On 01/23/2015 07:34 PM, Jean-Francois Moine wrote:
On Fri, 23 Jan 2015 14:56:04 +0100 Lars-Peter Clausen lars@metafoo.de wrote:
On 01/23/2015 01:15 PM, Jean-Francois Moine wrote: [...]
The DT should describe the hardware, and the simple-card mixes hardware and software. For example, the kirkwood controller may create 2 CPU DAIs. With the simple-card, the DT contains a number to reference these DAIs (for example, implicitly, <audio1 0> references the I2S output). So, what if the controller creates only one DAI, or, what if the FreeBSD/OpenBSD/.. driver does not set the same references to these DAIs? The graph of port fixes this problem.
Even with the simple-card bindings there are no software specific bits. The DAI that is referenced in your example is the physical DAI as it exists in the hardware. Which DAI maps to which specifier is defined in the devicetree bindings definition for the hardware unit.
There is no first or second output in the kirkwood controller; there are I2S and S/PDIF outputs. Their hardware controls are done by bits in the different registers. Then, the driver may define its DAIs in any order and assign any DAI ID to these DAIs. So, for a given DAI, there is no relation between its type (I2s or S/PDIF), index in the dai driver (= asoc component index) and ID.

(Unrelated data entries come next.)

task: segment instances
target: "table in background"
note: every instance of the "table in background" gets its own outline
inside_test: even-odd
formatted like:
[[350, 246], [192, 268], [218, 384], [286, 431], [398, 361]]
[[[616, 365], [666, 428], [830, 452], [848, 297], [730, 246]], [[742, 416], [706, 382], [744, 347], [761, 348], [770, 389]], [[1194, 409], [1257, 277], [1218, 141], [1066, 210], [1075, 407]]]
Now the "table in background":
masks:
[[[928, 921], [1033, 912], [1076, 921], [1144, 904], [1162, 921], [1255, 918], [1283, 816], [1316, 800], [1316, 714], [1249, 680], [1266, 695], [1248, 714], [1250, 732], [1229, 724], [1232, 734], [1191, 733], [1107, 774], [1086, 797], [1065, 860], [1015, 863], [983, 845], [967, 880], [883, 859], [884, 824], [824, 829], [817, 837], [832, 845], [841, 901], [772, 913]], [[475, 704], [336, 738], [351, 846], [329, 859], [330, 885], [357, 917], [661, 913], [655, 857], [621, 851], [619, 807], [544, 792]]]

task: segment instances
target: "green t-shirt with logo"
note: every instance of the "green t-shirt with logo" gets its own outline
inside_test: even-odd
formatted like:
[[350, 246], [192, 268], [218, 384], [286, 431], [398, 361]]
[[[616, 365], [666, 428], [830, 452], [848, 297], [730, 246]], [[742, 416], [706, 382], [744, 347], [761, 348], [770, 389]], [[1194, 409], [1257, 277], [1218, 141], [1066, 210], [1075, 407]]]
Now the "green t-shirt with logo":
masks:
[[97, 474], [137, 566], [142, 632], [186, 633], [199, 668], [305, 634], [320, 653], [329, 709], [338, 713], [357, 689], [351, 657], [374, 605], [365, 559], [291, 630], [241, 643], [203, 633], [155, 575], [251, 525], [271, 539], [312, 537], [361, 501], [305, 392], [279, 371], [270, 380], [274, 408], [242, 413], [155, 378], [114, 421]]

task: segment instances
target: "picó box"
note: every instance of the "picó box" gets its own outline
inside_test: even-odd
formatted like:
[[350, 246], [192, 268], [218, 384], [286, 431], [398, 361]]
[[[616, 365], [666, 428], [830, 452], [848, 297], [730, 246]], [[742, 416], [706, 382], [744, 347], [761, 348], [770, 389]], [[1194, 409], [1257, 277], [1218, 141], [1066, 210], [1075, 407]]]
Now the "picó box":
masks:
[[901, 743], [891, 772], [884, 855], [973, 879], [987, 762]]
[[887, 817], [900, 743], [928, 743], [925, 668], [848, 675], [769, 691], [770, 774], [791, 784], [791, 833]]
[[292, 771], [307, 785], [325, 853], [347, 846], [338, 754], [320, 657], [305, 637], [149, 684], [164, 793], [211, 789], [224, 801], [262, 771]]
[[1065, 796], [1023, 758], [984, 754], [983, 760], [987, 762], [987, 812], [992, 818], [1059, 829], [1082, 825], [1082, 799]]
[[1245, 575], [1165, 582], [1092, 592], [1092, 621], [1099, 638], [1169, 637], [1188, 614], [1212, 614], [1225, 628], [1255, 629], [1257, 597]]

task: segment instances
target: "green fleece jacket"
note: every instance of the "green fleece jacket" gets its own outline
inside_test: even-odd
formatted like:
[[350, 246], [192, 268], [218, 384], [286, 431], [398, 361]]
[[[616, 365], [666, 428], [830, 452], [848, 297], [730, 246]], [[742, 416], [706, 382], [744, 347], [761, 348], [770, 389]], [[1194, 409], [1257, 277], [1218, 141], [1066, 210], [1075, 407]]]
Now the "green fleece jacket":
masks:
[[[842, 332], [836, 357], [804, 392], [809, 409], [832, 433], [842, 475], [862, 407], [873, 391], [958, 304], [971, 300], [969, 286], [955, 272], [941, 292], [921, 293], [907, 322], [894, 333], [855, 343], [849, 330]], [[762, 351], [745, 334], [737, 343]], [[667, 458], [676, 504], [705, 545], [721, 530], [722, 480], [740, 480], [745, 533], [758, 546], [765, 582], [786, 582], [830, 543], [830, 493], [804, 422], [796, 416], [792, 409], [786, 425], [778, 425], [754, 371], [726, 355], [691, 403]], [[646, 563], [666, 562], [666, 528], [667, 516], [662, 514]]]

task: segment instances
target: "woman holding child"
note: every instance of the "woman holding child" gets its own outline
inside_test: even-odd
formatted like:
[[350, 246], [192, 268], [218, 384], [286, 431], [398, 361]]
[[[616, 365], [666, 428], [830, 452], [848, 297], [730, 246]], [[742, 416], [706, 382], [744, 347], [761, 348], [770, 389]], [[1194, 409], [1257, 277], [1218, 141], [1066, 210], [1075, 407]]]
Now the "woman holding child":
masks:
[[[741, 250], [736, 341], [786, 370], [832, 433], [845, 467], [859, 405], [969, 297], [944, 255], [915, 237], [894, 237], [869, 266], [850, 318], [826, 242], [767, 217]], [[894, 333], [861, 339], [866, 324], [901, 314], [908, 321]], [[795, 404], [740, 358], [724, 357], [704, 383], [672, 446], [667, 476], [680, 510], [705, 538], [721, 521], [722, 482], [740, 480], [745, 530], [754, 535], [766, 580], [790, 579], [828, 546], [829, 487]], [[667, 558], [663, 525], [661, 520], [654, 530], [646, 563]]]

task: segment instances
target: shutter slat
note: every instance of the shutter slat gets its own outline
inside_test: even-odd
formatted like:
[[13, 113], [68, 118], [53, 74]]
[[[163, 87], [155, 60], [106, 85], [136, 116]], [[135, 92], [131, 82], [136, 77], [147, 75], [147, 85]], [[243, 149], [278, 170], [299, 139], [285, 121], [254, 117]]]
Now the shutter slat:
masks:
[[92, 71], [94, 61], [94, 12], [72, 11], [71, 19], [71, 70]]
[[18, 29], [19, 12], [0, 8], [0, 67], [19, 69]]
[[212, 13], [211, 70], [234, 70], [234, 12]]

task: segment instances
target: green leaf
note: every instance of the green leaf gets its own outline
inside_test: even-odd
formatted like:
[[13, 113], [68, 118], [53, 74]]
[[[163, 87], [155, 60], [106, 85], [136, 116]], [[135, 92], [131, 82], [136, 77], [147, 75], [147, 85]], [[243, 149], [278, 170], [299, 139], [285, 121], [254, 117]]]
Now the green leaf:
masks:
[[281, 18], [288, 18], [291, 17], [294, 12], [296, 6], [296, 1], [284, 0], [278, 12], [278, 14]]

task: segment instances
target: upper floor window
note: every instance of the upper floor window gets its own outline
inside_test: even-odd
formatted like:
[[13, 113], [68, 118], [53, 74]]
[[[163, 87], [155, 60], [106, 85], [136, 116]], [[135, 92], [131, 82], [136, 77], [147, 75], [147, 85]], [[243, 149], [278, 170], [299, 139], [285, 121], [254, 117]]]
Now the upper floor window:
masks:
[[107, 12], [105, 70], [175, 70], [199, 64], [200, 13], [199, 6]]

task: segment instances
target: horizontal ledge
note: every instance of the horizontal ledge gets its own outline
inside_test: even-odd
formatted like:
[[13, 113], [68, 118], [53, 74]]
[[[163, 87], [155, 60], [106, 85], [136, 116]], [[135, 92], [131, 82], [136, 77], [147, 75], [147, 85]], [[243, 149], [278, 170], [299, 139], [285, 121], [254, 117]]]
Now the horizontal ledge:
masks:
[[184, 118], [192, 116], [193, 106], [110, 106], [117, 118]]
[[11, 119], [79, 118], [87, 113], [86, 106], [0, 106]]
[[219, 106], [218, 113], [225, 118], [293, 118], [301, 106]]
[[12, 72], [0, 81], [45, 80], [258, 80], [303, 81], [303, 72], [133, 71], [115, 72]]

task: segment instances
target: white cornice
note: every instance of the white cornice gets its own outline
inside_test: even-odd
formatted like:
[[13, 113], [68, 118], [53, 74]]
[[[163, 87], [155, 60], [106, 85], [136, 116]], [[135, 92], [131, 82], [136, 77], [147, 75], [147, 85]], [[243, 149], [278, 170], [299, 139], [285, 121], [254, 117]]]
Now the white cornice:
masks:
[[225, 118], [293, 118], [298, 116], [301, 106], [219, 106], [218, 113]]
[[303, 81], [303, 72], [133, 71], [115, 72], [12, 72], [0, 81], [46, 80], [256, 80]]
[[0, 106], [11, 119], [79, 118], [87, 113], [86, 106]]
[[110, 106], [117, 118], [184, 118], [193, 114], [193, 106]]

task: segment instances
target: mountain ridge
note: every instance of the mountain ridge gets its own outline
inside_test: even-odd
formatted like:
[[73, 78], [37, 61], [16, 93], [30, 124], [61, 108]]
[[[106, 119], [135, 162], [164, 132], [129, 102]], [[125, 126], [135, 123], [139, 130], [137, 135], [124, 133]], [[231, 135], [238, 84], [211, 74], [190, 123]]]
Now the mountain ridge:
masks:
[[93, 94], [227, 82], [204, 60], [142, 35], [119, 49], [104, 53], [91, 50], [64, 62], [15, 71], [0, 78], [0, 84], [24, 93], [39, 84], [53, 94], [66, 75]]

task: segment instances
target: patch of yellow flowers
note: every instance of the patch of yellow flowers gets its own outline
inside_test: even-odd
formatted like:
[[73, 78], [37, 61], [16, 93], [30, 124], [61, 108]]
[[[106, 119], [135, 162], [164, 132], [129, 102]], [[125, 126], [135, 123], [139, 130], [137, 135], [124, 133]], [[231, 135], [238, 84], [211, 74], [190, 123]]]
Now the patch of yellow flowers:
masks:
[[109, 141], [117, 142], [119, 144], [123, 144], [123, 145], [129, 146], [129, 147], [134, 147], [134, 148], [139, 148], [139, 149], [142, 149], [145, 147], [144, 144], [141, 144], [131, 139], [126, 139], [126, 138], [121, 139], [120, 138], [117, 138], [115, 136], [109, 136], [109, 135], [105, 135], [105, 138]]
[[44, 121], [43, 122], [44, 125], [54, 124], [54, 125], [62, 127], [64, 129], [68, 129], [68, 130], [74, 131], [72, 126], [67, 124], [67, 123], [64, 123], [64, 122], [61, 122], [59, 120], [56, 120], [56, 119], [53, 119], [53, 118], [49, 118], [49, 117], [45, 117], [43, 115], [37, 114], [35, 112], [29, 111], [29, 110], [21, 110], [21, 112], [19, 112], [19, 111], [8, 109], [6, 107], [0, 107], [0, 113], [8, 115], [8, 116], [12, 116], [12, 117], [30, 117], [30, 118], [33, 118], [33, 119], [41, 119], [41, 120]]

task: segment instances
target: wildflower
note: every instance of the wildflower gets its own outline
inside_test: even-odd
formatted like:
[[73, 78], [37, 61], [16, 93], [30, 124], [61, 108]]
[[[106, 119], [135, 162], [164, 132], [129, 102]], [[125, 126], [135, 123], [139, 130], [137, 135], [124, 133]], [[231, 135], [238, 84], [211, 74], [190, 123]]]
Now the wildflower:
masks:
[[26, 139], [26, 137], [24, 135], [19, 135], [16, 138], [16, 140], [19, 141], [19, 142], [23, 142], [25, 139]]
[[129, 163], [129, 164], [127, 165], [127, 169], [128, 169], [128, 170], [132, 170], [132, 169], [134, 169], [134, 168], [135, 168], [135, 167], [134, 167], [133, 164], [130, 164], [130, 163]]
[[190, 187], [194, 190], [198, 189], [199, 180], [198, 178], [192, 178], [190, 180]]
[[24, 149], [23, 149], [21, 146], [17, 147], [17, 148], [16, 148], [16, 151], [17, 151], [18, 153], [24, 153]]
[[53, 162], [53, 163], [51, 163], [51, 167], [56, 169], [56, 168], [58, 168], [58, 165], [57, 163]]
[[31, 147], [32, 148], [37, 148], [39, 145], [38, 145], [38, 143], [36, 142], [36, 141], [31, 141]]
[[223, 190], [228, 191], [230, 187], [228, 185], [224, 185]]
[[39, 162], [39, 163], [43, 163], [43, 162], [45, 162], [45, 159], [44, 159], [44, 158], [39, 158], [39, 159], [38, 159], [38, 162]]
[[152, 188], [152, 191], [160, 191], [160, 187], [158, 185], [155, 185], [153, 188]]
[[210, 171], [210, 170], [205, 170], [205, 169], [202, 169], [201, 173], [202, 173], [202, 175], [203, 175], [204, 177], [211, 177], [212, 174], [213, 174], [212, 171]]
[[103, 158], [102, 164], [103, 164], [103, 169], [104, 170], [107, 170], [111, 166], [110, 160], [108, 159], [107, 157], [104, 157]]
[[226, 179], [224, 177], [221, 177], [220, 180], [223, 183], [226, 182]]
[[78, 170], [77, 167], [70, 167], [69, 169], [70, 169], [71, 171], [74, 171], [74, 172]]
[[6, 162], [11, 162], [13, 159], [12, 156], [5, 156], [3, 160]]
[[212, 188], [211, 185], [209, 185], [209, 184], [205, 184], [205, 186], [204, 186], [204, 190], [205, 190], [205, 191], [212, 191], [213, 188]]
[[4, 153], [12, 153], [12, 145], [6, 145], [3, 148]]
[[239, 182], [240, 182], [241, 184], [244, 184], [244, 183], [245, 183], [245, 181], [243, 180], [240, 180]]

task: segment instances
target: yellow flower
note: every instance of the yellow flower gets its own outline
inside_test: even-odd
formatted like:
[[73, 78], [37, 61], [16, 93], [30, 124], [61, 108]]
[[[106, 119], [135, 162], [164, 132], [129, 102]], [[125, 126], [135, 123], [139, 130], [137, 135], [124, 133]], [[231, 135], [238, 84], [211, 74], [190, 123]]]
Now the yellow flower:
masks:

In the simple-card DT, the CPU DAI (as the CODEC DAI) is referenced by a phandle (the audio-controller) and a number which should identify the DAI. This number is translated to a DAI name thanks to the function snd_soc_get_dai_name(). This function scans the components and returns the name of the DAI (component) supported by the audio controller with the searched number equal to the component index (there is no 'xlate' function).
So, with the simple-card, the CPU or CODEC DAI binding (phandle + number) identifies what the software has put in its table, but not a hardware entity.
Are you talking about the kirkwood driver or about things in general?
What you are saying is not true in general, if it is true for the kirkwood driver than the driver is broken in regards to DT bindings.
The specifier that follows after the phandle is hardware specific. This can be any number of integers. And the meaning of this is defined in the bindings specification for that hardware.
Many specifications define a binding in which either no specifier needs to be supplied, since there is only a single DAI, or one integer specifier which denotes which DAI is referenced for a multi-DAI controller. In the later case the bindings specification has to state which number maps to which physical DAI. Out of convenience many drivers use the same order as given in the bindings specification for their ASoC DAIs. Which is why the ASoC core provides a standard implementation for translating phandle + specifier to a ASoC DAI. But it is important to remember that the authoritative entity here is the bindings specification and not the driver.
If the bindings specification uses a different scheme for referencing the DAIs a custom xlate function needs to be provided by the driver confirms to this specification.
More: a simple audio card may easily be created from a graph of ports as the simple-card does, but by the audio-controller (sorry, I also forgot the kirkwood patch for this in my previous patch request). In case of complex cards, the links and properties of this graph may also be used by board specific card devices.
One issue is how to deal with multi-point-to-multi-point links. I2S/TDM is a bus and can have more than one reader/writer.
The second issue is how to describe the clock and frame master relationships. Multiple different buses can share the same clock and frame generator. E.g. typically the capture and playback stream are linked in this way.
The ports and endpoints may contain properties to describe these configurations. Complex cases should be handled by specific card builders.
Could you describe in detail what a card builder is and how to decide when and how a card builder is executed?
A card builder is a device which
- scans the graph of ports,
- fills the struct snd_soc_card according to the links between the ports and their properties,
- and, eventually, calls snd_soc_register_card().
The simple card builder, 'dt-card' (maybe a better name would have been 'graph-card'), acts just like the simple-card except that it does not appear in the DT. Its creation is done by an audio controller.
For complex cards, a card builder would be the same as an actual card driver, but with the capability to know about the board thanks to the graph of ports. Its creation could be done by a compatible device in the DT (as actually) or by the unique or a 'master' audio controller.
A card builder is subject to a PROBE_DEFER after calling snd_soc_register_card(), so, when it is created by an audio controller, this last one should have created its own resources.
An audio controller does the following:
- initialize the hardware and software,
- create the DAIs from:
- the graph of ports or
- default values
- register these DAIs and
- if the DAIs where created by a graph of port, create the card builder.
I don't understand how invoking the card builder from the CPU side audio controller driver will work. The audio controller driver does not know what card it is part of, so how does it decide which builder to call, and what happens in the case of multiple CPU side audio controllers involved in the same card. In rare cases there might not even be a CPU side audio controller involved at all.
I think this is something that needs to be done in the ASoC/ALSA core itself. Create the graph, wait until all endpoints of the graph have been registered and then create the card. Or something similar.